Wan Lin, Sun Kelian, Ding Qi, Cui Yuehua, Li Ming, Wen Yalu, Elston Robert C, Qian Minping, Fu Wenjiang J
School of Mathematical Sciences, Peking University, Beijing 100871 China.
Nucleic Acids Res. 2009 Sep;37(17):e117. doi: 10.1093/nar/gkp559. Epub 2009 Jul 7.
Affymetrix SNP arrays have been widely used for single-nucleotide polymorphism (SNP) genotype calling and DNA copy number variation inference. Although numerous methods have achieved high accuracy in these fields, most studies have paid little attention to the modeling of hybridization of probes to off-target allele sequences, which can affect the accuracy greatly. In this study, we address this issue and demonstrate that hybridization with mismatch nucleotides (HWMMN) occurs in all SNP probe-sets and has a critical effect on the estimation of allelic concentrations (ACs). We study sequence binding through binding free energy and then binding affinity, and develop a probe intensity composite representation (PICR) model. The PICR model allows the estimation of ACs at a given SNP through statistical regression. Furthermore, we demonstrate with cell-line data of known true copy numbers that the PICR model can achieve reasonable accuracy in copy number estimation at a single SNP locus, by using the ratio of the estimated AC of each sample to that of the reference sample, and can reveal subtle genotype structure of SNPs at abnormal loci. We also demonstrate with HapMap data that the PICR model yields accurate SNP genotype calls consistently across samples, laboratories and even across array platforms.

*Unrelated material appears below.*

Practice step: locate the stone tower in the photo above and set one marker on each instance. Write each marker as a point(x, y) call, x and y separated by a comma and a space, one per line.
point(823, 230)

Affymetrix单核苷酸多态性(SNP)芯片已被广泛用于单核苷酸多态性(SNP)基因分型和DNA拷贝数变异推断。尽管众多方法在这些领域已实现了高精度,但大多数研究很少关注探针与脱靶等位基因序列杂交的建模,而这会极大地影响准确性。在本研究中,我们解决了这个问题,并证明在所有SNP探针组中都存在与错配核苷酸的杂交(HWMMN),且其对等位基因浓度(AC)的估计有关键影响。我们通过结合自由能进而结合亲和力来研究序列结合,并开发了一种探针强度复合表示(PICR)模型。该PICR模型允许通过统计回归估计给定SNP处的AC。此外,我们利用已知真实拷贝数的细胞系数据证明,通过使用每个样本与参考样本的估计AC之比,PICR模型在单个SNP位点的拷贝数估计中可以达到合理的准确性,并且可以揭示异常位点处SNP的细微基因型结构。我们还用HapMap数据证明,PICR模型在不同样本、实验室甚至不同芯片平台上都能始终如一地产生准确的SNP基因分型结果。